It would have the advantage that resizing is never needed until you're wholly out of room, but that seems minor compared to the drawbacks.

Just thought I'd repeat that <wink>.

Terry Reedy

6:28 p.m.

New subject: collections module

...

Possibly -- nobody has given enough detail to say. I'd be inclined to continue doing what we do now when an append runs out of room, which is to ask for more room, overallocating by a small percentage of the current

...

size. If there's free room "at the left end", though, it may or may not be more efficient to memmove the guts left. Those are important details

On enhancing list object: queue vs. deque. My general impression is that queues, while less common than stacks, are used enough in enough different algorithms that adding one implementation field to list headers so that pop(0) is an O(1) pointer move might be an overall win for Python. The current O(n) move everything every time behavior is certainly a nuisance when queues are needed. Deques, on the other hand, seem to be more a theoretical construct. Algorithm books include them for completeness in describing possible list disciplines, but generally ignore them thereafter. I am hard put to remember an algorithm that actually needs them. They are certainly much rarer than queues. So I do not think trying to make prepends O(1) should be considered further. list that

...

haven't gotten beyond the hand-wavy stage.

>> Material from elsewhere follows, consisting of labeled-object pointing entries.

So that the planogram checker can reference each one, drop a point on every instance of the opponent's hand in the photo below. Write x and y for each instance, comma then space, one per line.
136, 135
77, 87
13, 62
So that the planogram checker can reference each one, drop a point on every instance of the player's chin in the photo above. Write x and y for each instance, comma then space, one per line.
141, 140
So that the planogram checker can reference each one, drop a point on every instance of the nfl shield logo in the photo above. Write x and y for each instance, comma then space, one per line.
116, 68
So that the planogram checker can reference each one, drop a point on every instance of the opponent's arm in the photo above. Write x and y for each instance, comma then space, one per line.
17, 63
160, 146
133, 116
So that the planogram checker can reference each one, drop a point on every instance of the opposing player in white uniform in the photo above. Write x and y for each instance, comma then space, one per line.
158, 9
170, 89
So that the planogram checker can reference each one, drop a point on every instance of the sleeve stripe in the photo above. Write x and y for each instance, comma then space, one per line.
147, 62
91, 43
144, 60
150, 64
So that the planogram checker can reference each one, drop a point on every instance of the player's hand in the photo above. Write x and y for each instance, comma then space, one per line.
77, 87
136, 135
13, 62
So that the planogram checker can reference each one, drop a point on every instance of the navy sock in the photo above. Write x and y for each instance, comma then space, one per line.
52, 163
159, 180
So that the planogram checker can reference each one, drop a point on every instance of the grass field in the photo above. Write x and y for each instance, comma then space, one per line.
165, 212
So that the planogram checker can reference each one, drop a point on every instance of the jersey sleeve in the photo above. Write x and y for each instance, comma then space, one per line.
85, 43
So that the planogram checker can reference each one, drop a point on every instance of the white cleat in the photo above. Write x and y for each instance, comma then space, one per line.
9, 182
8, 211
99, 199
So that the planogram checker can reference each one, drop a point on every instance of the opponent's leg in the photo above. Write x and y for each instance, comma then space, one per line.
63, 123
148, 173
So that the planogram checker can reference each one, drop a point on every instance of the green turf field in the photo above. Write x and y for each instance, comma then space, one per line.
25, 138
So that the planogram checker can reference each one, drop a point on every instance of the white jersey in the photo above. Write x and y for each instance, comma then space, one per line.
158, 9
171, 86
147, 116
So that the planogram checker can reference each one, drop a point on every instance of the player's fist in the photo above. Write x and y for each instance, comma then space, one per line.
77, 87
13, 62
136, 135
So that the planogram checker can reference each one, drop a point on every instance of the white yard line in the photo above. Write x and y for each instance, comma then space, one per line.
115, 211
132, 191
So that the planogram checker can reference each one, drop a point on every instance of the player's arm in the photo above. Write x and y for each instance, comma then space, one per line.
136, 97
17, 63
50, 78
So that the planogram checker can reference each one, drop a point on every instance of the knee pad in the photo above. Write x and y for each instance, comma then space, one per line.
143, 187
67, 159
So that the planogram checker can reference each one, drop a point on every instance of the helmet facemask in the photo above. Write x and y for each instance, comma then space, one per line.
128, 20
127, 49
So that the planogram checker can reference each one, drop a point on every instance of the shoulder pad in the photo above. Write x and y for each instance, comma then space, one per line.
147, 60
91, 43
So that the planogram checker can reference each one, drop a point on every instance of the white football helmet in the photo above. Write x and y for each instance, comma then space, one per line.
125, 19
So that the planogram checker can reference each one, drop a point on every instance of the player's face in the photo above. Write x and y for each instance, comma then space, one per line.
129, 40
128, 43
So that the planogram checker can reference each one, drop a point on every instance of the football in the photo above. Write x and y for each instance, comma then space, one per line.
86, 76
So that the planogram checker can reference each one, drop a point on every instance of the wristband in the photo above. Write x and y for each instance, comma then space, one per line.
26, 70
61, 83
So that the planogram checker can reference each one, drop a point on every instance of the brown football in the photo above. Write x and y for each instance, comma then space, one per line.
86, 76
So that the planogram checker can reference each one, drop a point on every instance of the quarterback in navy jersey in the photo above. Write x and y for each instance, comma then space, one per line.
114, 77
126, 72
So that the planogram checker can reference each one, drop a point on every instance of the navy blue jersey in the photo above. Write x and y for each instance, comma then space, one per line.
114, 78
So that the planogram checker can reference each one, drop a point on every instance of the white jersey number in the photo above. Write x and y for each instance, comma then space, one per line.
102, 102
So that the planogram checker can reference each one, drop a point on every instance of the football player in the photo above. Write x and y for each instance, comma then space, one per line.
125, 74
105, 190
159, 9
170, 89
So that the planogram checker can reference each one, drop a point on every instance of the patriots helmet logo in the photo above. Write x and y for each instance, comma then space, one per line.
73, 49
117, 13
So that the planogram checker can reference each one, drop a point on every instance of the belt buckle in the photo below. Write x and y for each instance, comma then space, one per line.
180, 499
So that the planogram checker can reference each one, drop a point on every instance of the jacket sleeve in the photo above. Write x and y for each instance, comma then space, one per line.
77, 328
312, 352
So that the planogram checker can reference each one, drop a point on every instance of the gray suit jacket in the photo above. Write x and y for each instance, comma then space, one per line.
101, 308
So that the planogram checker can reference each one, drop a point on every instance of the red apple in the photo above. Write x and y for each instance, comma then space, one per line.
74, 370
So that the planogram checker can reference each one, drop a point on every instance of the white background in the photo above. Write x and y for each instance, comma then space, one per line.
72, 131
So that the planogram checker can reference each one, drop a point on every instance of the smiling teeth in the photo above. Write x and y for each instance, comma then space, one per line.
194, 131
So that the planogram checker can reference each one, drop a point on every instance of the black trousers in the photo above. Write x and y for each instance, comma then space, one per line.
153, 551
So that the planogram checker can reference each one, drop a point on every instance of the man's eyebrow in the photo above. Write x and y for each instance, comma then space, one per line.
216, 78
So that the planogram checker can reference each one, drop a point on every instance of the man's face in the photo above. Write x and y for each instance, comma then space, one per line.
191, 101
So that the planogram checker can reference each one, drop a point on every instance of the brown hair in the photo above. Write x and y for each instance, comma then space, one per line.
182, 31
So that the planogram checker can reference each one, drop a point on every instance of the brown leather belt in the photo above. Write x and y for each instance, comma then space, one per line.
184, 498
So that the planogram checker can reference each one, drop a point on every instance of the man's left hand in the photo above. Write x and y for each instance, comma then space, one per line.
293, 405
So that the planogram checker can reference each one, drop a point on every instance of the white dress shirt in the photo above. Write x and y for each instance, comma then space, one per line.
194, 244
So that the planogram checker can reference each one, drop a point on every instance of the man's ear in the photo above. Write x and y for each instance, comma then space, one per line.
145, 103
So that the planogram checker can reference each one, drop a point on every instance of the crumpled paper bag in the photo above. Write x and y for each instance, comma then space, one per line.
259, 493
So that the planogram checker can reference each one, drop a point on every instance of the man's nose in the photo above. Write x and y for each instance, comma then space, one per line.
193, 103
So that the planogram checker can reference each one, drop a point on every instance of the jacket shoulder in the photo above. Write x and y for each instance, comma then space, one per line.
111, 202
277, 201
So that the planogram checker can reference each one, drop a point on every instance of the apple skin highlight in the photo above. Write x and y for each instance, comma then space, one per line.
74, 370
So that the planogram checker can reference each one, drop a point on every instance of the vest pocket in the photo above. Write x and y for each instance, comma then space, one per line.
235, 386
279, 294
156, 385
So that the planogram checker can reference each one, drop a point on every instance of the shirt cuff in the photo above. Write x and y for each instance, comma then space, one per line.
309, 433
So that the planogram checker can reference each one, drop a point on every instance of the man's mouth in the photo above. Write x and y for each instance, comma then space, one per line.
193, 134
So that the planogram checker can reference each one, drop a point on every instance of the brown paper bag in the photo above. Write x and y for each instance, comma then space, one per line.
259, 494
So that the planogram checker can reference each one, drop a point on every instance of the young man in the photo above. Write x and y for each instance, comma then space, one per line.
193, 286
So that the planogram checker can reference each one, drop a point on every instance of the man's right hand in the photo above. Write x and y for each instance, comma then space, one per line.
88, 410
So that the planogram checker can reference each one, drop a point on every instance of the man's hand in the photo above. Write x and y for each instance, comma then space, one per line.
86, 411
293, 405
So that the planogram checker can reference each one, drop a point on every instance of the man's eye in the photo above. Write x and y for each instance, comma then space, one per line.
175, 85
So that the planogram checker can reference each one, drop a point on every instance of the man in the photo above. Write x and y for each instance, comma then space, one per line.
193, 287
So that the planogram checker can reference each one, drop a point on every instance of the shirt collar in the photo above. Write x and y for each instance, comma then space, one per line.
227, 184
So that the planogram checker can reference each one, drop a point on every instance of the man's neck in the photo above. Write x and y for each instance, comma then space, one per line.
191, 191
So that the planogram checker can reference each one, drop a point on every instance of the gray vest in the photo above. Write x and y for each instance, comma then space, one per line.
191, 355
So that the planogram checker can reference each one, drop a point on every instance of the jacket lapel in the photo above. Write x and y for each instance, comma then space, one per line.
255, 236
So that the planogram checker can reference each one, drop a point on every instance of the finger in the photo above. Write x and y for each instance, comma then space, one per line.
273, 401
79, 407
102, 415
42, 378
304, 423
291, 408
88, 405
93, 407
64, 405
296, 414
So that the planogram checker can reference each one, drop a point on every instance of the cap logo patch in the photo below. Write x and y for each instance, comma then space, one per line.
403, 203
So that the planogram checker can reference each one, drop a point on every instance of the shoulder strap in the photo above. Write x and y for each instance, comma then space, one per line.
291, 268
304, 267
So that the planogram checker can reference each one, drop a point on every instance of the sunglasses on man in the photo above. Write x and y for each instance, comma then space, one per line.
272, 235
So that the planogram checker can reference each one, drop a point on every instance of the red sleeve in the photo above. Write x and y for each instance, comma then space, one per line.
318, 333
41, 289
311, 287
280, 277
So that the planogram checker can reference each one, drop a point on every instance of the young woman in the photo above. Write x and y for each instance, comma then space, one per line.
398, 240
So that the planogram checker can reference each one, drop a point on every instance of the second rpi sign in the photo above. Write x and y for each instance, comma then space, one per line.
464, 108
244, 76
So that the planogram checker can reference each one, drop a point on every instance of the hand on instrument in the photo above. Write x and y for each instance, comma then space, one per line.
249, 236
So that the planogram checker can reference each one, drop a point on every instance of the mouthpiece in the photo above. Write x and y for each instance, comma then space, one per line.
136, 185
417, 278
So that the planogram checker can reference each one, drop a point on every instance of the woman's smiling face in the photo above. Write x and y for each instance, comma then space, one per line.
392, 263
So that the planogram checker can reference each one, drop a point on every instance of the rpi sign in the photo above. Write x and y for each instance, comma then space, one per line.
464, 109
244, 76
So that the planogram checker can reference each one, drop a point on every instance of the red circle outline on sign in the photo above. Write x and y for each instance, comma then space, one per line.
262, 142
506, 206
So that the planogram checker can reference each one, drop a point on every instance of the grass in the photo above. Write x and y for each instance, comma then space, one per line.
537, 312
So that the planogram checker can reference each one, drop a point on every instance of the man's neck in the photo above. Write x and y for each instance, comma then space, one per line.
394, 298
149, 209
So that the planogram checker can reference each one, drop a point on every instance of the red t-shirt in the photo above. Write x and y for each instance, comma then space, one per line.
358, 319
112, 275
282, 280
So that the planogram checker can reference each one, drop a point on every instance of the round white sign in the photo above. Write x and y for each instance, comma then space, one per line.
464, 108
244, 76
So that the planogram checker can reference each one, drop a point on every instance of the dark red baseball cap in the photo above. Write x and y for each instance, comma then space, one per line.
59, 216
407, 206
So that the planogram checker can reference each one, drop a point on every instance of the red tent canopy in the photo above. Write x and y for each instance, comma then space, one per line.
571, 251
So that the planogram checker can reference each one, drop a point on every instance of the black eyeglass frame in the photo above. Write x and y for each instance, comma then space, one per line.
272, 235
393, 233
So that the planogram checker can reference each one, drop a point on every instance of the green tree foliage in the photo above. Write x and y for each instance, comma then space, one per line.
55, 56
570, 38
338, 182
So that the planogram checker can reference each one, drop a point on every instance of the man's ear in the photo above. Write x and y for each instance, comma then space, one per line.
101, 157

My possibly naive thought is that before reallocating, look at the ratio of left free to total. If memmove would result in as much, or perhaps nearly as much, over-allocation as realloc, then just do that. Certainly if the ratio is small (like say .1), don't bother with memmove. The exact cutoff is a tuning matter. Separate issue: for best performance, one would like to be able trade space for time and preallocate a large enough block so that most append faults result in a memmove back to the left. Does the current builtin shrinkage discipline would allow this. Or does "q=[0]*1000; q[:]=[]" shrink the space for q back to nearly nothing? (One might also want to do same for stack. And yes, I remember: 'user tuning' is a 'bad idea'. But....) Terry J. Reedy

Tim Peters

1:30 a.m.

New subject: collections module

[Terry Reedy]

...

On enhancing list object: queue vs. deque.

My general impression is that queues, while less common than stacks, are used enough in enough different algorithms that adding one implementation field to list headers so that pop(0) is an O(1) pointer move might be an overall win for Python. The current O(n) move everything every time behavior is certainly a nuisance when queues are needed.

See the other msgs in this thread today -- I'm not convinced that queue-like behavior can be supported that efficiently.

...

Deques, on the other hand, seem to be more a theoretical construct. Algorithm books include them for completeness in describing possible list disciplines, but generally ignore them thereafter. I am hard put to remember an algorithm that actually needs them. They are certainly much rarer than queues. So I do not think trying to make prepends O(1) should be considered further.

I expect that if queue-like behavior *can* be supported efficiently using an always-contiguous vector, efficient dequeue-like behavior will fall out for free.

...

My possibly naive thought is that before reallocating, look at the ratio of left free to total.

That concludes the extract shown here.